If you have ways to break multiple StreamingRenderer objects operating
in differen threads I'd like to have a simple, isolated test program
to debug it.
Performance wise, StreamingRenderer is designed to work with low memory
consuption, so it does not cache anything. The first thing I'd suggest
is that you give a try at ShapefileRenderer if you're rendering
shapefile, since it is expecially optimized for that case, and falls
back on StreamingRenderer for all other cases.
Second this, pass these hints to the renderer before using it:
Map rendererParams = new HashMap();
rendererParams.put("optimizedDataLoadingEnabled", new Boolean(true));
renderer.setRendererHints(rendererParams);
They will speed up rendering for the cases where you have lots
of attribute that aren't used during the styling process.

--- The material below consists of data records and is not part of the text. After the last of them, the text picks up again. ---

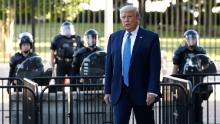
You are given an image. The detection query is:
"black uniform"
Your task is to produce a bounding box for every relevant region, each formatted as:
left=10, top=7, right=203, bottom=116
left=173, top=46, right=206, bottom=74
left=73, top=47, right=103, bottom=75
left=9, top=52, right=37, bottom=85
left=51, top=34, right=83, bottom=87
left=173, top=46, right=206, bottom=124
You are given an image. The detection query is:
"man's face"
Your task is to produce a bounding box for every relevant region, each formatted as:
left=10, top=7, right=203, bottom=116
left=120, top=12, right=139, bottom=32
left=21, top=43, right=31, bottom=53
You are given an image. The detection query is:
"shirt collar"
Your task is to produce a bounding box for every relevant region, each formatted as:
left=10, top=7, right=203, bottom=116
left=125, top=25, right=139, bottom=36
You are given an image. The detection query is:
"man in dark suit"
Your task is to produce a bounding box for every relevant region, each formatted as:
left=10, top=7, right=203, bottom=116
left=104, top=5, right=161, bottom=124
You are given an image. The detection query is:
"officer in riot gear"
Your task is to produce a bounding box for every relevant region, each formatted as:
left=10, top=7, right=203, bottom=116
left=172, top=29, right=206, bottom=74
left=8, top=32, right=37, bottom=90
left=50, top=21, right=83, bottom=90
left=172, top=29, right=215, bottom=124
left=72, top=29, right=103, bottom=75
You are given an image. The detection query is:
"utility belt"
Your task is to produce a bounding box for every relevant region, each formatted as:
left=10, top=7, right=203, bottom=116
left=56, top=56, right=73, bottom=62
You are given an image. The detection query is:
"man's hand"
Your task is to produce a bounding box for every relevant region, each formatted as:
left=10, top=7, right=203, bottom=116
left=104, top=94, right=112, bottom=105
left=146, top=93, right=156, bottom=106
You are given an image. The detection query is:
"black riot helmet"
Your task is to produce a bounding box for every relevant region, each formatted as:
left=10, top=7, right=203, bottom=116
left=60, top=21, right=75, bottom=37
left=184, top=29, right=199, bottom=48
left=18, top=32, right=33, bottom=49
left=85, top=29, right=98, bottom=47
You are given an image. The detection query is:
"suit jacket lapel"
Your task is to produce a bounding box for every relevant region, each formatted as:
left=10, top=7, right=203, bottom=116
left=130, top=28, right=144, bottom=65
left=117, top=30, right=125, bottom=74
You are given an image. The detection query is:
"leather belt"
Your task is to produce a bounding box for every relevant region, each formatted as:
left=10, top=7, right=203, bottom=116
left=56, top=56, right=73, bottom=62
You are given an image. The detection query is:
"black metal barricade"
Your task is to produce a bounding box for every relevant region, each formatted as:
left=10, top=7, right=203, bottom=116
left=175, top=73, right=220, bottom=124
left=0, top=74, right=220, bottom=124
left=39, top=77, right=113, bottom=124
left=0, top=78, right=38, bottom=124
left=155, top=76, right=191, bottom=124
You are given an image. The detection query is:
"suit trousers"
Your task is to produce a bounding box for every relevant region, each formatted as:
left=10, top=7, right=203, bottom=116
left=113, top=82, right=154, bottom=124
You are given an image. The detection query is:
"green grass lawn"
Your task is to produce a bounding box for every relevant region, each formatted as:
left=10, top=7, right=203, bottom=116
left=0, top=23, right=220, bottom=62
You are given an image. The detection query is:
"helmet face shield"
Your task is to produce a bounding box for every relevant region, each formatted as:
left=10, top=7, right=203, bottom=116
left=184, top=30, right=199, bottom=47
left=60, top=22, right=75, bottom=37
left=84, top=29, right=98, bottom=47
left=186, top=35, right=198, bottom=47
left=86, top=35, right=96, bottom=47
left=18, top=32, right=33, bottom=51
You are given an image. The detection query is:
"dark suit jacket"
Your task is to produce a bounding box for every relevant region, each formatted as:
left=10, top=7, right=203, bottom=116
left=105, top=28, right=161, bottom=105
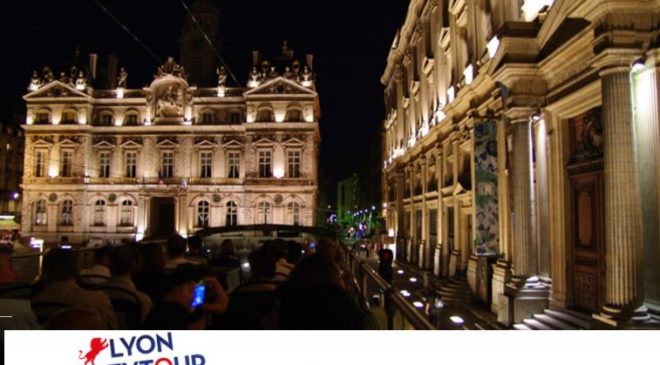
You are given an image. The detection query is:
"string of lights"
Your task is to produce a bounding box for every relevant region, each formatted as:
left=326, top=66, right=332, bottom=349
left=94, top=0, right=163, bottom=64
left=179, top=0, right=241, bottom=87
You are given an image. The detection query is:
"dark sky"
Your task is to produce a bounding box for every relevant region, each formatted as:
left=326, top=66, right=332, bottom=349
left=0, top=0, right=409, bottom=202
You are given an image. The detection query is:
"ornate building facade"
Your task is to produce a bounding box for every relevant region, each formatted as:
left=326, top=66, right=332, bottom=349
left=381, top=0, right=660, bottom=326
left=22, top=47, right=320, bottom=244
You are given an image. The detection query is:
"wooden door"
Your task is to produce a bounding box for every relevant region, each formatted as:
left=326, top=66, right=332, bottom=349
left=571, top=171, right=605, bottom=312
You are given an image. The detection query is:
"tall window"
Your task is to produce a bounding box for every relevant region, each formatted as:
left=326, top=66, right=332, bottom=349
left=124, top=114, right=138, bottom=125
left=60, top=199, right=73, bottom=226
left=124, top=151, right=137, bottom=177
left=34, top=199, right=48, bottom=226
left=94, top=199, right=105, bottom=226
left=34, top=150, right=47, bottom=177
left=34, top=112, right=50, bottom=124
left=160, top=151, right=174, bottom=177
left=199, top=151, right=213, bottom=177
left=119, top=200, right=133, bottom=227
left=60, top=150, right=73, bottom=177
left=257, top=202, right=270, bottom=224
left=287, top=150, right=300, bottom=177
left=99, top=151, right=110, bottom=177
left=227, top=151, right=241, bottom=179
left=286, top=202, right=300, bottom=226
left=259, top=150, right=273, bottom=177
left=225, top=201, right=238, bottom=226
left=197, top=200, right=209, bottom=227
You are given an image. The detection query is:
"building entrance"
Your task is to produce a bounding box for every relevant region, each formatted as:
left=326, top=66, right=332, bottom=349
left=149, top=198, right=175, bottom=238
left=567, top=110, right=605, bottom=313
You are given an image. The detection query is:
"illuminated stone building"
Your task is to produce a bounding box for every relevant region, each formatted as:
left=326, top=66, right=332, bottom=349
left=23, top=47, right=320, bottom=244
left=381, top=0, right=660, bottom=325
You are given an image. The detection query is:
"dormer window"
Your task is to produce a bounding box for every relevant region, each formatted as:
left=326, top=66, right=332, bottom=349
left=34, top=111, right=50, bottom=124
left=202, top=111, right=213, bottom=123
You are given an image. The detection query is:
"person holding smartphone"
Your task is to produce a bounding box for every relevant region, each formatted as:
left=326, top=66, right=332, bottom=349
left=143, top=264, right=229, bottom=330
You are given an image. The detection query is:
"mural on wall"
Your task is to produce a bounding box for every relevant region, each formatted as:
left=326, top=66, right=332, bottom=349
left=474, top=120, right=498, bottom=256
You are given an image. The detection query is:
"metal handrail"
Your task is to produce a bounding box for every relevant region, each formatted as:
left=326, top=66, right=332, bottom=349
left=340, top=244, right=436, bottom=330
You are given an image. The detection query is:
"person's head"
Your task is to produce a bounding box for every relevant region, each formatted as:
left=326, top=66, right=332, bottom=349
left=44, top=308, right=109, bottom=331
left=94, top=245, right=112, bottom=267
left=248, top=246, right=276, bottom=279
left=279, top=283, right=365, bottom=330
left=166, top=234, right=186, bottom=258
left=220, top=238, right=236, bottom=256
left=0, top=250, right=17, bottom=284
left=42, top=247, right=78, bottom=282
left=286, top=240, right=303, bottom=264
left=289, top=253, right=344, bottom=287
left=140, top=242, right=165, bottom=272
left=110, top=245, right=138, bottom=276
left=188, top=236, right=202, bottom=254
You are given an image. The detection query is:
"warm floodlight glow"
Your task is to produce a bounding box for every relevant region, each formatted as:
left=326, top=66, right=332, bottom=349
left=486, top=36, right=500, bottom=58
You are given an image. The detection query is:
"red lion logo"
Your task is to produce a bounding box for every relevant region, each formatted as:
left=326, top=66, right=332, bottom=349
left=78, top=337, right=108, bottom=365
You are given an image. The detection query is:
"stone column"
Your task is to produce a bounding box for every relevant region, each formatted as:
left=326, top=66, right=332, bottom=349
left=598, top=63, right=644, bottom=325
left=633, top=49, right=660, bottom=311
left=510, top=109, right=536, bottom=278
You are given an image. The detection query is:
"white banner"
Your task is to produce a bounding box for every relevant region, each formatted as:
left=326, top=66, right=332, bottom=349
left=4, top=331, right=659, bottom=365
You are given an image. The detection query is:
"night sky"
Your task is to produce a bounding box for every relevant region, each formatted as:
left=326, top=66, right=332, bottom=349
left=0, top=0, right=409, bottom=203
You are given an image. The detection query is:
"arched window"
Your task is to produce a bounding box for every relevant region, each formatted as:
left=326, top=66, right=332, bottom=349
left=60, top=199, right=73, bottom=226
left=60, top=109, right=76, bottom=124
left=197, top=200, right=209, bottom=227
left=94, top=199, right=105, bottom=226
left=286, top=202, right=300, bottom=226
left=257, top=202, right=270, bottom=224
left=225, top=201, right=238, bottom=226
left=124, top=112, right=139, bottom=126
left=34, top=199, right=48, bottom=226
left=257, top=109, right=273, bottom=123
left=286, top=109, right=302, bottom=122
left=119, top=200, right=133, bottom=227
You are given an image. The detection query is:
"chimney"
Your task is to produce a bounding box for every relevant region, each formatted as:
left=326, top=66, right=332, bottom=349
left=89, top=53, right=99, bottom=80
left=108, top=55, right=119, bottom=89
left=307, top=53, right=314, bottom=70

Beyond that, if you're dealing with a limited amount of data that can
fit into memory, you can use an old class I sent to this mailing
list to deal with that case. It has never been committed to gt2
because I have no use for it, so it would need someone to maintain it.
It's contained in this thread:
http://www.nabble.com/Render-with-gt2.3.1-to10129502.html#a10129502
In any case, that class is imho of little value, because it'll
force all the data into memory. A better approach has been developed
by a SoC student last summer, and indexed, caching feature source
wrapper that can get rid of excess data and thus only cache
the part of data you're using now. Of course it's not fully tested,
but the concept was promising, so it would be great if you could
pick it up.
Unfortunately I have no idea where that has been committed, I only
found the wiki page related to it:
http://geotools.codehaus.org/SoC+2007+Caching+data
I've cc'ed Jody and Ian, maybe they do know where to find it.